Entras preocupado y sales feliz, con la alegría del que se sabe amado por toda una eternidad.
Curiosamente, siento que responde mis inquietudes. Es como si le escuchara con los oídos del alma.
Hace poco le dije: "Te quiero". Y me pareció que respondía: "Te quiero".
"Caramba", le dije "Respondes con mis propias palabras".
Le digo algo y me parece que mis palabras rebotan en el Sagrario, como un eco.
Jesús le da nuevos significados a mis pobres palabras.
Le digo: "No me abandones". Y responde: "No me abandones".
No puedo menos que responder: "Señor, nunca te dejaré".
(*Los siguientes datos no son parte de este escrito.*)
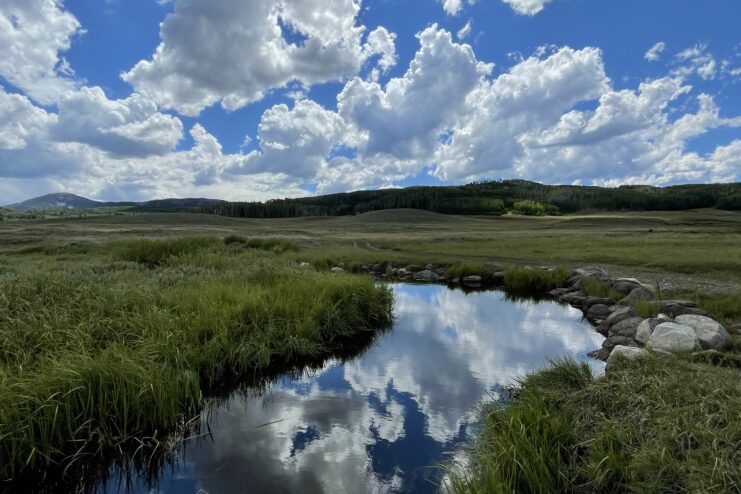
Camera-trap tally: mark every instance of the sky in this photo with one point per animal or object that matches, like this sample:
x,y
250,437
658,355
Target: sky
x,y
260,99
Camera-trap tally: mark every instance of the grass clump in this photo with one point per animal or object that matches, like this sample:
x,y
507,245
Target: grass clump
x,y
528,280
460,270
154,253
653,425
98,353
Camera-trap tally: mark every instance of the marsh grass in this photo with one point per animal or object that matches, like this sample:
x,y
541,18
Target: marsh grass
x,y
124,345
527,280
654,425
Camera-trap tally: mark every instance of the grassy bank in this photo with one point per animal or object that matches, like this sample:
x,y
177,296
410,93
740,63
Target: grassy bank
x,y
655,425
103,343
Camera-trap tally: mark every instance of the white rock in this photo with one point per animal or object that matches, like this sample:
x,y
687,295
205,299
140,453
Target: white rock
x,y
646,328
624,352
673,337
710,333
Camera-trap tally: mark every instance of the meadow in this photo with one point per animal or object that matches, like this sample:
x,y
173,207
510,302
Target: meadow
x,y
114,343
141,316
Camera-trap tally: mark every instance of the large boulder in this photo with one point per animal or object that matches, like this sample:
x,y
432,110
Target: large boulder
x,y
626,327
711,334
673,337
425,275
646,328
619,315
621,352
575,298
598,312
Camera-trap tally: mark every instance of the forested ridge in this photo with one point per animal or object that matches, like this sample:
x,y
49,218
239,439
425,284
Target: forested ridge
x,y
495,197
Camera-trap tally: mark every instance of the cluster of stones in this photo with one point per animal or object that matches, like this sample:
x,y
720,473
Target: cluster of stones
x,y
428,274
681,326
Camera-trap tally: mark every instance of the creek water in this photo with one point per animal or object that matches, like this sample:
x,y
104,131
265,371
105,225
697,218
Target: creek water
x,y
384,420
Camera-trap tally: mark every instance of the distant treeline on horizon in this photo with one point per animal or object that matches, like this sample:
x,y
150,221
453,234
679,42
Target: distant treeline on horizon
x,y
494,198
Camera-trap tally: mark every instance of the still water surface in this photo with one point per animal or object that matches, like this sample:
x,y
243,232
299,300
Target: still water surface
x,y
381,421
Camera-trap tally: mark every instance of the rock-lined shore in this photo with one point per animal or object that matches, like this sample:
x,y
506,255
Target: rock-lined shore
x,y
680,325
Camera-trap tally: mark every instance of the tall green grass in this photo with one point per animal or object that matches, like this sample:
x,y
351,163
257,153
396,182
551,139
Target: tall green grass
x,y
528,280
109,349
653,425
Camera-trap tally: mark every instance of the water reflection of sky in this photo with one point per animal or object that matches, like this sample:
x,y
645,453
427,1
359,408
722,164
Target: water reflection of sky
x,y
381,422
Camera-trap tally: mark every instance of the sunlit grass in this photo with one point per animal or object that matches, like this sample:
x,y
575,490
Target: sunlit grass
x,y
125,343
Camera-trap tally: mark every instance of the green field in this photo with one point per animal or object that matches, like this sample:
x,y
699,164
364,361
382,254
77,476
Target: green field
x,y
92,308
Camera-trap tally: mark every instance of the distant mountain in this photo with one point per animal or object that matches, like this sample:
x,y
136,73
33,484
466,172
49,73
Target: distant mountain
x,y
65,200
62,200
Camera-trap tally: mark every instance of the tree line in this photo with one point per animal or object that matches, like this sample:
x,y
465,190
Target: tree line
x,y
494,198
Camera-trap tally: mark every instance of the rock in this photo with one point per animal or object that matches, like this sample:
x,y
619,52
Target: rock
x,y
590,301
626,327
638,293
680,307
425,275
591,271
598,311
624,353
603,328
574,279
599,354
575,298
646,329
710,333
619,315
613,341
673,337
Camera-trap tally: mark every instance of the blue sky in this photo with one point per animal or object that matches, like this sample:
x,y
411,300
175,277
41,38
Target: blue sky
x,y
259,99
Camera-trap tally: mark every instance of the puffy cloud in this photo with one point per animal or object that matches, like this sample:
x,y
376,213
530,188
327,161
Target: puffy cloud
x,y
20,121
464,31
654,53
527,7
233,52
399,120
382,42
33,33
128,127
533,94
295,141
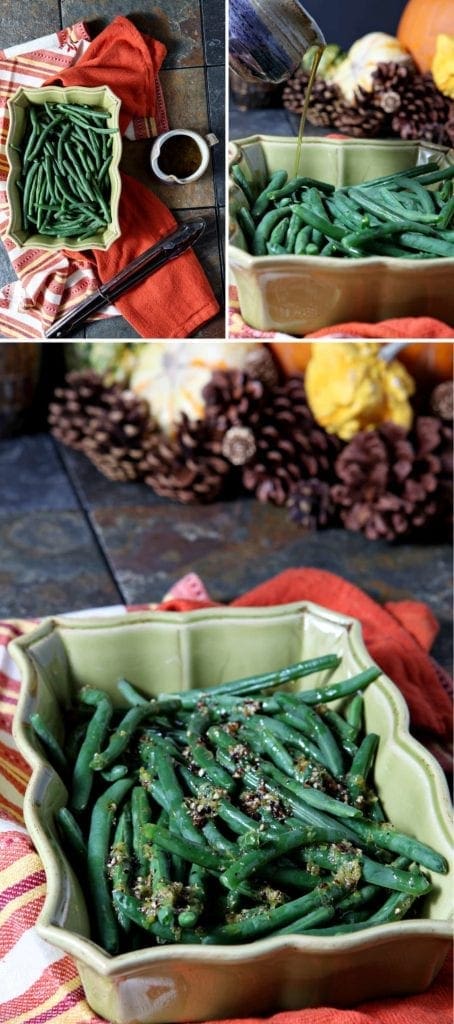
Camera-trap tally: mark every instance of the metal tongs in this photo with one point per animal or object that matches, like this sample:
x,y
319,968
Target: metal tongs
x,y
149,261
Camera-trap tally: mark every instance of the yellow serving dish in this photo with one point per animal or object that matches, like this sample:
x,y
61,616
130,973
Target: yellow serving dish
x,y
299,294
166,651
98,96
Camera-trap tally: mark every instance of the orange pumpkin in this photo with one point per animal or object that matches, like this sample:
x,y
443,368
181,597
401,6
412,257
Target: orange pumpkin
x,y
429,363
292,356
421,22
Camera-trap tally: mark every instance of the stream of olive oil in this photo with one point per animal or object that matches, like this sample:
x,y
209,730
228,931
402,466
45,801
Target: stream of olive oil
x,y
316,61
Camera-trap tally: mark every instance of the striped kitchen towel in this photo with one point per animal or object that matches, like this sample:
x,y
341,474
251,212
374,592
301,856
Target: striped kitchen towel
x,y
49,283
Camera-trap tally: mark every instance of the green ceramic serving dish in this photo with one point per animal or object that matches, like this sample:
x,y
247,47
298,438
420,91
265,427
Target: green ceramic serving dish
x,y
300,294
98,96
167,651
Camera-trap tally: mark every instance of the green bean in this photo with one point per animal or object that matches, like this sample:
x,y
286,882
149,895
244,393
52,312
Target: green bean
x,y
82,779
313,217
117,771
356,864
340,689
360,769
279,677
98,846
342,731
302,239
197,897
142,912
395,907
219,821
175,798
246,223
51,745
262,201
258,925
276,250
130,694
120,863
205,760
194,852
312,920
120,738
264,229
279,232
73,836
313,725
316,798
243,182
385,837
298,182
355,712
265,741
254,860
431,246
140,815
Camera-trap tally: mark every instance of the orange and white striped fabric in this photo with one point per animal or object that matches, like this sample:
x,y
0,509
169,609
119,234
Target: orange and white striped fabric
x,y
49,283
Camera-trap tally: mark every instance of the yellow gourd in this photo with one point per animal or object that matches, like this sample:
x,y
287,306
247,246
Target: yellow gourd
x,y
171,375
351,388
362,60
443,65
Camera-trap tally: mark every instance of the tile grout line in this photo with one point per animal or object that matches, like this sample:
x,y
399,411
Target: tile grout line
x,y
78,492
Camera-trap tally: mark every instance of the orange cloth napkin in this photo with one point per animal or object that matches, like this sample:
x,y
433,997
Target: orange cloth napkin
x,y
399,636
401,327
177,299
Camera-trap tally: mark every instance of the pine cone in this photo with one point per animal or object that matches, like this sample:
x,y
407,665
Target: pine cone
x,y
69,412
234,397
190,467
311,504
289,445
416,108
361,119
110,424
390,481
323,98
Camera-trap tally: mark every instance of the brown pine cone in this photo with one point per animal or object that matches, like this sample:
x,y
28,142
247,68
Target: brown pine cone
x,y
234,397
69,411
190,468
323,98
289,445
389,480
311,504
416,108
361,119
110,424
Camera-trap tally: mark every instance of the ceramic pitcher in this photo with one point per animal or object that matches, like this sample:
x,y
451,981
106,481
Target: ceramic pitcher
x,y
269,38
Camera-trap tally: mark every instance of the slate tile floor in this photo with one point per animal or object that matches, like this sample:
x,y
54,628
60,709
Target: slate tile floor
x,y
193,81
70,540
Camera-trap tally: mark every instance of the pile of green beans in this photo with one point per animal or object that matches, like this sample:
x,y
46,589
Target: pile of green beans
x,y
233,813
398,215
65,183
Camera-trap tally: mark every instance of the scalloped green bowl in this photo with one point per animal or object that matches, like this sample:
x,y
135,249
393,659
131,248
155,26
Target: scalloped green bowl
x,y
99,96
167,651
301,294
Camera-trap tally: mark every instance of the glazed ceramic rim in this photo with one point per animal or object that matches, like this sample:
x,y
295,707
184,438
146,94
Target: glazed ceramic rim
x,y
87,951
172,179
239,257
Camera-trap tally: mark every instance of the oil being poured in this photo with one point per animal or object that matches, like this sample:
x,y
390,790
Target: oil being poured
x,y
316,61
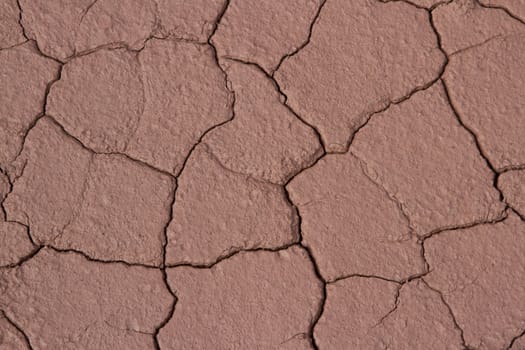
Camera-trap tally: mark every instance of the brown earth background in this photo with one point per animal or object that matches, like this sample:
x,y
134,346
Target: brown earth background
x,y
248,174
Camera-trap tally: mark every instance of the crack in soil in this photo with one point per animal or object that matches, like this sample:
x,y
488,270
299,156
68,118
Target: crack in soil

Igual me ocurre con todo lo que le digo: Si le digo: "Te necesito". "Quédate conmigo", mis palabras regresarán con la petición de quien nos ama infinitamente: "Te necesito, quédate conmigo".
Jesús es maravilloso, tiene una forma muy particular de mostrarnos sus caminos.
Siempre recuerdo, particularmente, una vez que lo fui a visitar. Llegué con un problema muy serio sobre mis hombros, al que no le hallaba solución. Me detuve cabizbajo frente a Él y le imploré: "Ayúdame".
En ese instante alguien tocó mi hombro y me dijo suplicante: "Ayúdame".
Volví a mirar a Jesús y le sonreí.
"¡Eres increíble!", le dije.
Y atendí aquel hombre, que sufría más que yo, recordando las palabras de san Alberto Hurtado: "El pobre es Cristo".